Mr. Chair, I will clarify that the number of people—with rounding errors or depending on how it gets reported—gets a little confused. The number was decided in 2018 by the Department of National Defence living accommodation board, which is the authority for setting the requirement for the department.
The number—it was a range that was approved—was 17,000 to 19,000 RHUs across the country. We derive that number based on the principles that the chief of the defence staff issued for the justification of an operational requirement for the housing program for the CAF. When we presented the numbers, the 17,000 to 19,000 was quoted. You will start seeing 5.2k versus 7.2k as the range. That would have been because of what the portfolio was in 2018. The 17,000 minus what we had as a portfolio was the gap to be bridged.

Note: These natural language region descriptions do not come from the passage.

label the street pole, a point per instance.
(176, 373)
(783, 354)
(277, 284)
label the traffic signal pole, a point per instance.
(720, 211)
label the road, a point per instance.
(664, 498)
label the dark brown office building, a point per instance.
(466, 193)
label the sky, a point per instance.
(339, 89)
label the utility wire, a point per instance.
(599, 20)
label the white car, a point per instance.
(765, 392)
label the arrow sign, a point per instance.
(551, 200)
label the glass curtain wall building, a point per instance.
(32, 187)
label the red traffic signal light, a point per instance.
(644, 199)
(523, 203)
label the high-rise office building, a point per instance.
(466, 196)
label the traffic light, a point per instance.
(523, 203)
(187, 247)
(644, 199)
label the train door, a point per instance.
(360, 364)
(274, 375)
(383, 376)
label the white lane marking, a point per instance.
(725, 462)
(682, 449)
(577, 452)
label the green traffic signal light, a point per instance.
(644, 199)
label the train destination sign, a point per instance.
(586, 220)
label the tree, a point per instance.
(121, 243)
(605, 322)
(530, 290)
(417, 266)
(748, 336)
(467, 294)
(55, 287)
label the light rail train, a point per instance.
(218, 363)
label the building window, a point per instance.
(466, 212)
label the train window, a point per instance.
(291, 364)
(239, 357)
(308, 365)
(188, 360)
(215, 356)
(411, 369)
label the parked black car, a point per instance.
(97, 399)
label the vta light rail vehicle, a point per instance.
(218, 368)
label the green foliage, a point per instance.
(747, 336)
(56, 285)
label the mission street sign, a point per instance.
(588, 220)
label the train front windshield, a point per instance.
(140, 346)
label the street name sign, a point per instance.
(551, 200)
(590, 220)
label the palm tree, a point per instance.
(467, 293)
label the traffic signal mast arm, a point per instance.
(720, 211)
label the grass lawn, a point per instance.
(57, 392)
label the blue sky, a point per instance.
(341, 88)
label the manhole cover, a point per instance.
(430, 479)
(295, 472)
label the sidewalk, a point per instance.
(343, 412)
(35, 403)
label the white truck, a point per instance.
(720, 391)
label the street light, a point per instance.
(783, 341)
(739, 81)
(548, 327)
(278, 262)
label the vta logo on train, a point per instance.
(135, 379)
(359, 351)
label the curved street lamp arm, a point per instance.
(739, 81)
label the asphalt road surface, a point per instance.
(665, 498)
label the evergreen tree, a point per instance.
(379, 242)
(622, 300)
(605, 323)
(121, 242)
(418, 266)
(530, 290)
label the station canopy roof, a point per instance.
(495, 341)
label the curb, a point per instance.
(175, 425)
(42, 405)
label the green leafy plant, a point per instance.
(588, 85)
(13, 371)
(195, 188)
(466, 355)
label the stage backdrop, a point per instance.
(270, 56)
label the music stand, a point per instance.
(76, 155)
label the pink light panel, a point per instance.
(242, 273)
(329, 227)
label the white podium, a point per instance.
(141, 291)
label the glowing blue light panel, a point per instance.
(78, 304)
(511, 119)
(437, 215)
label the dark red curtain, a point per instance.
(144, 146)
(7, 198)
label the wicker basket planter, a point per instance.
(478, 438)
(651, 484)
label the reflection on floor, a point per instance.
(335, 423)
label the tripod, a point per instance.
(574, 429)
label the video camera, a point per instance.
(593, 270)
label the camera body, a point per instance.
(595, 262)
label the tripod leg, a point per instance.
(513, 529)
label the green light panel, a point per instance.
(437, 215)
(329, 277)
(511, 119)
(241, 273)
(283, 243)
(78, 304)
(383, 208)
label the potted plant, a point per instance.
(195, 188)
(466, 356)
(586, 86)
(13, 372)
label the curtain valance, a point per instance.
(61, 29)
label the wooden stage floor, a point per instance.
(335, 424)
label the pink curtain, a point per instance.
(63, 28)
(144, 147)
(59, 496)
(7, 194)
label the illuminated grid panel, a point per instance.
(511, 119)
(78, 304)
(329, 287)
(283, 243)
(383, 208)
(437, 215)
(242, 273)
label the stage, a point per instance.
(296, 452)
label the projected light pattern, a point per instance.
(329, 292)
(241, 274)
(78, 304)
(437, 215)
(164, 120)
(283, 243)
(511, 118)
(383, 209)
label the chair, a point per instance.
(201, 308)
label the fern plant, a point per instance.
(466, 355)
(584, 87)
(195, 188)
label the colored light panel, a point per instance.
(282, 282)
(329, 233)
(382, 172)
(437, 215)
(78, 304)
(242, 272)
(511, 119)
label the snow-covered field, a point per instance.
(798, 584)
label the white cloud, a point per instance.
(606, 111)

There was always an intent—and it remains the intent—that once the living accommodation policy was finalized, which was one of the other findings in the Auditor General's report, we would revalidate the housing requirement. I will remind the committee that the numbers we came up with were prepandemic. The world has changed, and we appreciate that we will have to revalidate what that requirement means. We will be doing that.
The policy is expected to be finalized by the end of this fiscal year, by the end of March, at which point in time we will have 12 months, according to our remit to Parliament, to come up with a resource plan to bridge the gap, which means that we would have to redefine what that gap is.